Germaine Tambour successively belonged to several Resistance networks (code name “Annette”): Her apartment at 38 avenue de Suffren,[3] Paris XVe, where she lived with her sister Madeleine, served as a mailbox and safe house for a large number of Special Operations Executive agents in late 1942 and early 1943, starting with Andrée Borrel and Francis Suttill upon their arrival in France.
[4] Prefiguring the general collapse of the Prosper network at the beginning of the summer, she was arrested, along with her sister Madeleine, on April 22, 1944,[5] then interned in Fresnes.
Worried, Francis Suttill and members of his management team (Armel Guerne, Jean Worms, Jacques Weil) set up an operation to try to get them to escape by bribing a French policeman.

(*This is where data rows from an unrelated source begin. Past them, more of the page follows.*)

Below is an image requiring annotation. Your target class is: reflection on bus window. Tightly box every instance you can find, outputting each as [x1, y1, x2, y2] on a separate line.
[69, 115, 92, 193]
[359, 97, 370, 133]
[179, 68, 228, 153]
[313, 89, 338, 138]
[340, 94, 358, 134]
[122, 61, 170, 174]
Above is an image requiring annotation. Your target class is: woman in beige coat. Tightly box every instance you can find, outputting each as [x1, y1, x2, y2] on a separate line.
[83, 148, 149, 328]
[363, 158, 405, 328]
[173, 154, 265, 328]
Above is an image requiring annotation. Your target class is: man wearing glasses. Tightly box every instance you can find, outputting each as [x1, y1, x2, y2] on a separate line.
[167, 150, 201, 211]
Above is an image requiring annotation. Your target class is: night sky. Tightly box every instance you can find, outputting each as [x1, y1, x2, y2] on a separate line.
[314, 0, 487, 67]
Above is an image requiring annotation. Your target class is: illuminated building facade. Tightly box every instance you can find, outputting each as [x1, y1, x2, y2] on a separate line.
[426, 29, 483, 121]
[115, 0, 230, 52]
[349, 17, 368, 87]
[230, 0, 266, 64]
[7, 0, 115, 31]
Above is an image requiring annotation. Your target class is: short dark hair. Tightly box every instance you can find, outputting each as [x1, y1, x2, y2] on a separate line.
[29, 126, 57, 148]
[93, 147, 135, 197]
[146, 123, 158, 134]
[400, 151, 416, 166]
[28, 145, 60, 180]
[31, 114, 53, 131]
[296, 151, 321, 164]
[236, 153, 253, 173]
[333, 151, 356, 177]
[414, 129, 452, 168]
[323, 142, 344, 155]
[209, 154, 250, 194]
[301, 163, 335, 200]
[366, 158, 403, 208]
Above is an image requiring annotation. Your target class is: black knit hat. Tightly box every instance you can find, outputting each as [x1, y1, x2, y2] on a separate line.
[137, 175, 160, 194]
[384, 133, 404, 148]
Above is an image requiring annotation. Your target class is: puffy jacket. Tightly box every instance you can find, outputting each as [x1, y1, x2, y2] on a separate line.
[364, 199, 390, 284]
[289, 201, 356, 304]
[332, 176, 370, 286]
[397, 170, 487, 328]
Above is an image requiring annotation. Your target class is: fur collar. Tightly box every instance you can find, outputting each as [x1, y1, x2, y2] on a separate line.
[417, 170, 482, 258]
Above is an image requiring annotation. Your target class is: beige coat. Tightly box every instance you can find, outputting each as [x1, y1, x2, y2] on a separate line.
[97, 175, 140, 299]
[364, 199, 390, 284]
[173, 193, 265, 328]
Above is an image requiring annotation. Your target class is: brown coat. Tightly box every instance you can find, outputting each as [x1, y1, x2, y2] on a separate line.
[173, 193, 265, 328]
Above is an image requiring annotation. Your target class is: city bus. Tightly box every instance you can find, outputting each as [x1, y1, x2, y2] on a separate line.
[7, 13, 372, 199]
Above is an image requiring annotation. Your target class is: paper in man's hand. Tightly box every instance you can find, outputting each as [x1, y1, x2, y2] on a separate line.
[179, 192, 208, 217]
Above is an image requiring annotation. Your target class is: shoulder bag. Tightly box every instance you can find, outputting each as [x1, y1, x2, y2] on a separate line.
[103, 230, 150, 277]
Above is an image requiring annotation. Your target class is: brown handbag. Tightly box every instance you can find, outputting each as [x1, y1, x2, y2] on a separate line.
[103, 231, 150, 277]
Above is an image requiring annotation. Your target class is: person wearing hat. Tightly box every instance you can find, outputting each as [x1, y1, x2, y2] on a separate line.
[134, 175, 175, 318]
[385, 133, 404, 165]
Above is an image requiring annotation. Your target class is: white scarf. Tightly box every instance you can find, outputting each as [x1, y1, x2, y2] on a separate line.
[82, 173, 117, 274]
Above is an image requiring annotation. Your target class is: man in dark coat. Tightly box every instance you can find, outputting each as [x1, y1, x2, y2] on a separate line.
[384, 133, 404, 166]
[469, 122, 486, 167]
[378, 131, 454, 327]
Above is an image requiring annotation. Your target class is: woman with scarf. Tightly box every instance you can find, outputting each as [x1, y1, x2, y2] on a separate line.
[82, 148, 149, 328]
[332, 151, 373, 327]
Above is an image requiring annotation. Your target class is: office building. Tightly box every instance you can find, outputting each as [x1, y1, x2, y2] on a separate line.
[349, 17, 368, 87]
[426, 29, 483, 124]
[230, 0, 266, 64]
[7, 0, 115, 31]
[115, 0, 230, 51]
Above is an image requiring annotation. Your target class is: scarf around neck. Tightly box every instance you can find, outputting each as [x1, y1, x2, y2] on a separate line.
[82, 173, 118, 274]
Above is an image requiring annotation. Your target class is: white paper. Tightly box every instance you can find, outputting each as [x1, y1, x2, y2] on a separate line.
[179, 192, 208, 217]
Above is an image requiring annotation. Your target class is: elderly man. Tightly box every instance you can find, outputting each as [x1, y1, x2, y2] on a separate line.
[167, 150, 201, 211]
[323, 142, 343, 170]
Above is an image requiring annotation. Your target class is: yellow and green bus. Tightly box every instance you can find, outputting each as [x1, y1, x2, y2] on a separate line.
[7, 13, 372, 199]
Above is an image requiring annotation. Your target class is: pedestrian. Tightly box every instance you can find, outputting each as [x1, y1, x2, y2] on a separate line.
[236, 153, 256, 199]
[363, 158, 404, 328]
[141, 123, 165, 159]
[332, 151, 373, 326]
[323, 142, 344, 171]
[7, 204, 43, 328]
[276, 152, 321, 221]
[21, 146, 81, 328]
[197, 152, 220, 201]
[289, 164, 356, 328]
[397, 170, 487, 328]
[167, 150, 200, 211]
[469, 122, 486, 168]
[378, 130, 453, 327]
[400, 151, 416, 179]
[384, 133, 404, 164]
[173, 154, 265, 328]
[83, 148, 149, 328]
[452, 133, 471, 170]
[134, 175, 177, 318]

Mrs. Flamencourt heard the testimony of Germaine Tambour in prison: "She told me how painfully surprised she had been during the interrogation to be put in the presence of Gilbert Norman, who seemed to enjoy a diet of favor, serving tea to the Germans and showing them, on a map spread out on the table, the airdrop sites and the arms depots.
A plaque affixed to the facade of the building at 38, avenue de Suffren pays homage to her, as well as to her sister Madeleine and to Marie-Louise Monnet.